Samsung under fire: critical image processing gap
At the same time, Samsung pushes with an emergency patch. The weak point CVE-2025-21043 In a proprietary image processing library, attackers enable the complete device takeover-simply by processing a manipulated image.
The security teams of Meta and WhatsApp discovered the gap on August 13th. The timing suggests: messaging apps were the focus of the attackers. Samsung officially confirmed that exploits were already in circulation.
Samsung devices with Android 13, 14, 15 and 16. Users should immediately install the September update.
Display: Messaging apps were the focus of the attackers-all the more important are their own protective measures in addition to quick updates. Many Android users overlook 5 simple steps that make WhatsApp, online banking and PayPal noticeably safer-without any expensive additional apps. A free guide leads you step by step through the most important settings and checks against data theft and malware. Now download the free security package for Android
Critical remote access weak spots closed
But that’s not all: CVE-2025-48539 enables the remote version of code via Bluetooth or WLAN – without any user interaction. Such “worms” bugs are particularly dangerous because they can theoretically automatically spread between devices.
Qualcomm chips are particularly affected. Three critical gaps were closed, including CVE-2025-21483 In the data network stack and CVE-2025-27034 in the call processor. Both could be used via manipulated network packages.
Update strategy: Two patch levels for quick distribution
Google divides the update into two stages: 2025-09-01 Fixed the core android gaps while 2025-09-05 also covers kernel and manufacturer components. This strategy is intended to help manufacturers distribute critical fixes faster.

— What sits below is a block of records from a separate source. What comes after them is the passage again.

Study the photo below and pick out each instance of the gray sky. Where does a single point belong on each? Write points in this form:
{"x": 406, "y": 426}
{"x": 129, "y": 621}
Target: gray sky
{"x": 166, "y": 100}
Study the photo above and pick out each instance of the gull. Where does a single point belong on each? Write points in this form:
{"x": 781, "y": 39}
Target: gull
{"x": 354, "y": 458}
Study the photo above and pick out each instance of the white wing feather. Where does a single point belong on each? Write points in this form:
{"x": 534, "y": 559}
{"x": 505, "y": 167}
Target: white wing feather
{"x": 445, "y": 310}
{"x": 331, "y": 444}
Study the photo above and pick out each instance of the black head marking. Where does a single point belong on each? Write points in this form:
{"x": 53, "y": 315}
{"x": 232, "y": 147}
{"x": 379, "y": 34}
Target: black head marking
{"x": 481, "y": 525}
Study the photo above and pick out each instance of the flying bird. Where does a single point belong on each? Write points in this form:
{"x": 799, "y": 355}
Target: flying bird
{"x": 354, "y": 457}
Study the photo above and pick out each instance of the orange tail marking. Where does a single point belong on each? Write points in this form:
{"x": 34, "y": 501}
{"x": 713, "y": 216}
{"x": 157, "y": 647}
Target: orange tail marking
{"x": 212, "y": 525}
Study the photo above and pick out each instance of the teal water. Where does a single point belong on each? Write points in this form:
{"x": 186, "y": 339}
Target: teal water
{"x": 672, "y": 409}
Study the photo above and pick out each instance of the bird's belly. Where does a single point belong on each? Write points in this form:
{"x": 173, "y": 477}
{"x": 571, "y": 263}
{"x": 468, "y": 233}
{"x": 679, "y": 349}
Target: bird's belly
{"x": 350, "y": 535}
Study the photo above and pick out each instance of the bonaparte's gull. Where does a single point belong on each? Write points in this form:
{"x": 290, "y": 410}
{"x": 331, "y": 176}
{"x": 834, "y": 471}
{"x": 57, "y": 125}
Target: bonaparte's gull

The procedure shows the complexity of the Android ecosystem: While Google provides the code, hundreds of device manufacturers have to integrate, test and deliver the patches into their individual Android variants.
Update immediately – but how?
Android users should search for available updates under “Settings> System> System update”. Devices with patch level 2025-09-05 are protected against all known threats.
Display: Updates are the most important protection – but not the only one. If your manufacturer dawdles, you can still clearly harden your smartphone: the free guide shows the 5 most effective measures with which you can better protect data, chats and accounts immediately. Including step -for -step instructions for tested apps, automatic tests and critical system settings. Request free Android security guidelines
But the big one: When the update is actually available, manufacturers and mobile operators decide. This fragmentation remains Android’s greatest security weakness – while the threats have long been real.